Meta Proxy

Previously, Pegasus offered every user with a list of MetaServer IP:Port addresses. Client queries MetaServer to locate the ReplicaServer where a specific data partition is hosted, and thereby it can read/write.

But static IP is unsafe for a service, especially when we need to replace a MetaServer node. One solution is to use domain name to access MetaServer.

It's still unrealistic to manage one domain name per cluster. A better approach is to use one domain name for multiple clusters and hide the detail of clusters from users.

One pratical design for this idea is to implement a proxy service, that could “intelligently” routing the client queries to the matched MetaServer. This service we call it MetaProxy.
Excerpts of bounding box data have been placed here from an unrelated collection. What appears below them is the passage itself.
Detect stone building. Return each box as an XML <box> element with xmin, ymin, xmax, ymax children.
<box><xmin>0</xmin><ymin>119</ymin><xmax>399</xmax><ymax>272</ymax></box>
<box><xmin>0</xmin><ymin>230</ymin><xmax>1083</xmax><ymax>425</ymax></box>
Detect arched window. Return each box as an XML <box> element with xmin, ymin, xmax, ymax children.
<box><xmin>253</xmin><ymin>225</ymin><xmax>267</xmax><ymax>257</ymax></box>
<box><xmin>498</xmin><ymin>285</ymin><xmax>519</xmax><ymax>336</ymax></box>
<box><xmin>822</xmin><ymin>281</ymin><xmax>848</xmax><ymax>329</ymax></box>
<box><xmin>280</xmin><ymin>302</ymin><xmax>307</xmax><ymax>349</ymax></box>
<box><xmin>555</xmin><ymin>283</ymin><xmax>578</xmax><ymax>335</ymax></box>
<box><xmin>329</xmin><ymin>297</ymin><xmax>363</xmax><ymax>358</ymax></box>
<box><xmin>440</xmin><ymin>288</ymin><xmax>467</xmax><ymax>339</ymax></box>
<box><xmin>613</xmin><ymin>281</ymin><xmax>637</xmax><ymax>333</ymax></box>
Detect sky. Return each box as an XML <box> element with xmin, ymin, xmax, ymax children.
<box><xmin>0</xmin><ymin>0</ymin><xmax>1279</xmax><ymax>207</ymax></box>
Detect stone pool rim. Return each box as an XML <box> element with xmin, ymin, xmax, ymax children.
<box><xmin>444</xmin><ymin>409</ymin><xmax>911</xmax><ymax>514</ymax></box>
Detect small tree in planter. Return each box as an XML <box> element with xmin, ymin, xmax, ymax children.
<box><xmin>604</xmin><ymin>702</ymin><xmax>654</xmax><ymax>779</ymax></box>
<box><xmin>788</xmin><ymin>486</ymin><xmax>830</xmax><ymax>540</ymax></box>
Another case of MetaProxy is the dynamic and senseless reconfiguration of the primary cluster during duplication. While the primary cluster is crashed, the proxy can forward client queries to the backup cluster for disaster recovery.

The implementation of MetaProxy is a service that could process Pegasus's RPC protocol. It could receive and parse the RPC request from clients. After forwarding the query to the corresponding MetaServer, it needs to return the response completely to the client.

Every client query, ie. QueryConfig RPC, needs to specify a table name in order to retrieve the addresses of partitions in the table.

struct query_config_request
{
    1:string app_name;
    2:list<i32> partition_indices;
}

struct query_config_response
{
    1:base.error_code err;
    2:i32 app_id;
    3:i32 partition_count;
    4:bool is_stateful;
    5:list<partition_configuration> partitions;
}

MetaProxy requires the exactly one-one mapping of table and cluster, i.e. one table can exist in only one globally unique cluster. Thus MetaProxy can certainly find the cluster using the table name. The one-one mapping should be guaranteed by the Pegasus service administrator.

The cluster-to-table mapping is stored in MetaServer. To find cluster by table, we need to store the reversed mapping in Zookeeper.

The zk layout:

<root>/c3srv-pegasus/<table>

{
  "cluster" : "c3srv-ad",
  "meta-addrs" : ["127.0.0.1:34601"]
}

All tables under one MetaProxy deployment are unique. It's impossible for two tables with the same name. However, we can deploy two sets of MetaProxy in two isolated AZs, then they can both have the same table. And consequently, we can achieve double-alive with intra-AZs.

MetaProxy lazily caches each zknode watch event for a table. If it happens to a zknode that's queried but not cached, MetaProxy will invoke zookeeper getData API to fetch the zknode data, and listens for its changes.